On the long journey north on First Avenue, the crowds thin and the exhilaration diminishes, and the desperation of your condition slowly dawns on you. If you do manage to make it through First Avenue without “blowing up,” as the jargon goes, you eventually reach mile 20 at the Willis Avenue Bridge, where the race moves into the Bronx. This is where the undertow really grabs you, and the only sensible goal, as in the water, is to survive.
BUT FOR ALL OF THIS, YOU get to a point in New York where you know you will finish no matter what, if you literally have to crawl to the finish line. Forgetting about your pre-race aspirations, you are now pushed along by a perhaps more powerful motivator: Shame. Your life is not at stake, but it feels like some aspect of your character is. This is the effect of the public nature of the race. For some, the crowds are a salvation. For others of a more severe turn of mind, they are a chastening. Either way, they will push you along.

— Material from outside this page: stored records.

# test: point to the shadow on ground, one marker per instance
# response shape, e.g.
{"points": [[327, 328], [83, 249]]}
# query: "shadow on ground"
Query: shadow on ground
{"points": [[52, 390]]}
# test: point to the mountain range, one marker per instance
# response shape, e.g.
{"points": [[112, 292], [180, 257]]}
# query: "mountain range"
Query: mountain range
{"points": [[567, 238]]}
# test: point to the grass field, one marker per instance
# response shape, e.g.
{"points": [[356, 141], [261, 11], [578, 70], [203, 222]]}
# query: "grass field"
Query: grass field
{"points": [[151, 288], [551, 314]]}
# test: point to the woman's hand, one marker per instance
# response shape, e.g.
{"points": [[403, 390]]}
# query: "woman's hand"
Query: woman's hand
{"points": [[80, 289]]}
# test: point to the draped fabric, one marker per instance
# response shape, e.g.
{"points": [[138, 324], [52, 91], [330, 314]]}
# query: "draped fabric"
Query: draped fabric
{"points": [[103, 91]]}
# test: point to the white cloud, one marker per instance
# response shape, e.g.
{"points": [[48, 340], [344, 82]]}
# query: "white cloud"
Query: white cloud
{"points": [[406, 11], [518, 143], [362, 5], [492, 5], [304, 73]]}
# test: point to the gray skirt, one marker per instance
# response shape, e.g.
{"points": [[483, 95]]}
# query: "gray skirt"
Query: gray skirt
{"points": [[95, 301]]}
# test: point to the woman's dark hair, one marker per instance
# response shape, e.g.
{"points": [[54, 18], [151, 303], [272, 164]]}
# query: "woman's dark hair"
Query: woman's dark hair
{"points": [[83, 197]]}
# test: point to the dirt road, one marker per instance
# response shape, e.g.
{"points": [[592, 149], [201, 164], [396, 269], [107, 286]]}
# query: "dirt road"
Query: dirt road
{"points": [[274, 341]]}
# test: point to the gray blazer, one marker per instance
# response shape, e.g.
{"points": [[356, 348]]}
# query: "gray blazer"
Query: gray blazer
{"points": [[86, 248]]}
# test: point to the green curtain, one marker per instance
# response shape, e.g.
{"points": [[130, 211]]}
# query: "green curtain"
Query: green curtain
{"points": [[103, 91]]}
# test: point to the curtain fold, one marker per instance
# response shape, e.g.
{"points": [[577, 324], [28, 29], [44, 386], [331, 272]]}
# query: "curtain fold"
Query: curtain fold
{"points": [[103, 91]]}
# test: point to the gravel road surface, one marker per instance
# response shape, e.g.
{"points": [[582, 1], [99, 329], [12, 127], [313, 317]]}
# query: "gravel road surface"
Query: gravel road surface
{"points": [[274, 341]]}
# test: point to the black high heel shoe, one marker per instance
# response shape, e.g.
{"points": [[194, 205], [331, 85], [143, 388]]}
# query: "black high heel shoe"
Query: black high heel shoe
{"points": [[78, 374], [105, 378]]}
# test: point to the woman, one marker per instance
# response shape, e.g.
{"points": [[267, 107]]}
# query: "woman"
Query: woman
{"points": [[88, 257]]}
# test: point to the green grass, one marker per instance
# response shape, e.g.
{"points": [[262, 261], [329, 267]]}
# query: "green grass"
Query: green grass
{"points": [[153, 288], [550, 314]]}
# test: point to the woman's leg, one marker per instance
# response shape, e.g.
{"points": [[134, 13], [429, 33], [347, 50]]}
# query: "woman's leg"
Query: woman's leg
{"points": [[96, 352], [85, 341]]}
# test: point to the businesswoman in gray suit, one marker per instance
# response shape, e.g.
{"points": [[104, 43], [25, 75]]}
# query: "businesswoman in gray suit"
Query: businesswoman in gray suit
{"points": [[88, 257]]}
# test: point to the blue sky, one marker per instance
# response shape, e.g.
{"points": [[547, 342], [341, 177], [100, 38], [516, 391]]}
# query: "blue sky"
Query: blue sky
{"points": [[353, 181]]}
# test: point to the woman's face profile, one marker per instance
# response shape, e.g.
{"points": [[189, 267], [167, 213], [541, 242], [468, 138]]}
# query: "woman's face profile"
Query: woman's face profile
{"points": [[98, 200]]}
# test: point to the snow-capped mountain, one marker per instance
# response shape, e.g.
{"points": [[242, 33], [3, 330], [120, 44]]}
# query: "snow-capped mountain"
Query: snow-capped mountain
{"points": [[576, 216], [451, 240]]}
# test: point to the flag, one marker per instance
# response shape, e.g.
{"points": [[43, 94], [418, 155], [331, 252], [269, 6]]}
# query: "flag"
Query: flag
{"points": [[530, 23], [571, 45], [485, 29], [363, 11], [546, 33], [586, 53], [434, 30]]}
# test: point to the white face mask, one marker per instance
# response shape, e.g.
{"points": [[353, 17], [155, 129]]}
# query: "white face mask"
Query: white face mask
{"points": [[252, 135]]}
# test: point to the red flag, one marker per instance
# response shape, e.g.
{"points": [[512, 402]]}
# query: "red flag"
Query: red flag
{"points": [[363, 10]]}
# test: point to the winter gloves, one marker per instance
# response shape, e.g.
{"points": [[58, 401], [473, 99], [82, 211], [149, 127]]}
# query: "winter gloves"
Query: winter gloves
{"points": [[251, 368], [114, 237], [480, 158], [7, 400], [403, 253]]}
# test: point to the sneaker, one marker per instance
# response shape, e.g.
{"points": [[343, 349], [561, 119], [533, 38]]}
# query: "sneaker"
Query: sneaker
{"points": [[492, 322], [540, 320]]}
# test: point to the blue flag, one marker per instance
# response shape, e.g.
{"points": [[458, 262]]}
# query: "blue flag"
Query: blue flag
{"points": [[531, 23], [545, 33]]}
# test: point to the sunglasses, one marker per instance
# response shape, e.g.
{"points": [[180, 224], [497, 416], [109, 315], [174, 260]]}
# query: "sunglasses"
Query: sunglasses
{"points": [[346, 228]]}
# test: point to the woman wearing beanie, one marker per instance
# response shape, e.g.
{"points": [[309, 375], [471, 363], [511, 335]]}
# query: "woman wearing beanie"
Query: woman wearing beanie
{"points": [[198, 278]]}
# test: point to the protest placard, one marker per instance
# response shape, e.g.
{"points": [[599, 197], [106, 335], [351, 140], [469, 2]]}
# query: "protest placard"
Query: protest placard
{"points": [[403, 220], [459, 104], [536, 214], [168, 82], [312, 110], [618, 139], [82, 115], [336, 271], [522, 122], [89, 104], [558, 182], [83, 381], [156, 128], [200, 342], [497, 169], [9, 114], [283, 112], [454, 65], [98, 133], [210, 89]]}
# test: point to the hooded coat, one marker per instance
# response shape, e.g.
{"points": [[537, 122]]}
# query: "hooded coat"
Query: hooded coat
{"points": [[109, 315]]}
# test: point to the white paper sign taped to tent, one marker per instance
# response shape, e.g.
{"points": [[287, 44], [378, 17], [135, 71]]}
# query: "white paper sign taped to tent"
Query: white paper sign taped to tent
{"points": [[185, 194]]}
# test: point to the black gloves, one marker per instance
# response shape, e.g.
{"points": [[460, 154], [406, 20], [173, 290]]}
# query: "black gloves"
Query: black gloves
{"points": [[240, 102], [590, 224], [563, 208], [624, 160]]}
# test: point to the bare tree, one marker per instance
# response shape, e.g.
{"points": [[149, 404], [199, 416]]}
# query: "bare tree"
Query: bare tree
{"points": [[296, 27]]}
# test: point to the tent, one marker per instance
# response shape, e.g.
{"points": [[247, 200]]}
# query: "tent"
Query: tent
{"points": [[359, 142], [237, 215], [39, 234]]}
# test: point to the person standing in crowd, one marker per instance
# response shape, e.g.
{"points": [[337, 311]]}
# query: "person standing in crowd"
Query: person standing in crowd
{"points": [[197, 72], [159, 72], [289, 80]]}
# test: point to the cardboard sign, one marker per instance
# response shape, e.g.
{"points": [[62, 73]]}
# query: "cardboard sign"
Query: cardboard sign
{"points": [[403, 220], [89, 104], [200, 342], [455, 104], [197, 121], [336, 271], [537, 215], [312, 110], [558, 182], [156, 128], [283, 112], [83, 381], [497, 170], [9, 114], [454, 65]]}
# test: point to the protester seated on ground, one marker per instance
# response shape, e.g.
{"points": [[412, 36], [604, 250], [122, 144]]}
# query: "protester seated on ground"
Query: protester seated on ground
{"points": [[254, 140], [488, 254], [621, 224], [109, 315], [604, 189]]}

This is also where the marketing phrases about overcoming adversity are true, but only as a minor premise. The marketers leave out the main idea: that you overcome adversity in order to survive, not to win. Winning went out of your mind miles ago, and I don’t mean winning as in finishing first. I mean winning in the way the race’s organizers and boosters position it — as a triumphant, life affirming growth experience, etc.
I understand why they speak of the race this way. How would you recruit people to run the marathon if you spoke of it like I do? But the true spirit of the marathon for me is encapsulated in a story of the Civil War. After a battle in which they suffered horrid losses, General Sherman said to General Grant, “Well Grant, we’ve had the devil’s own day, haven’t we?” To which Grant replied, “Yeah. Lick ‘em tomorrow, though.”
Running marathons is about losing, and going forward anyway. You do that enough in life, and you will go far. I’m not sure if you will grow, or if you will have new insights into yourself, or if you will even want to run the race again. But when you cross the finish line in New York, you won’t just be humble, you will be tough, because you will have gone through a great public trial.
That’s worth running a race for, I’d say. That’s worth loving a race for, I know. If you don’t believe me, just remember I left out the fun parts on purpose.
Paul Beston is associate editor of the Manhattan Institute’s City Journal.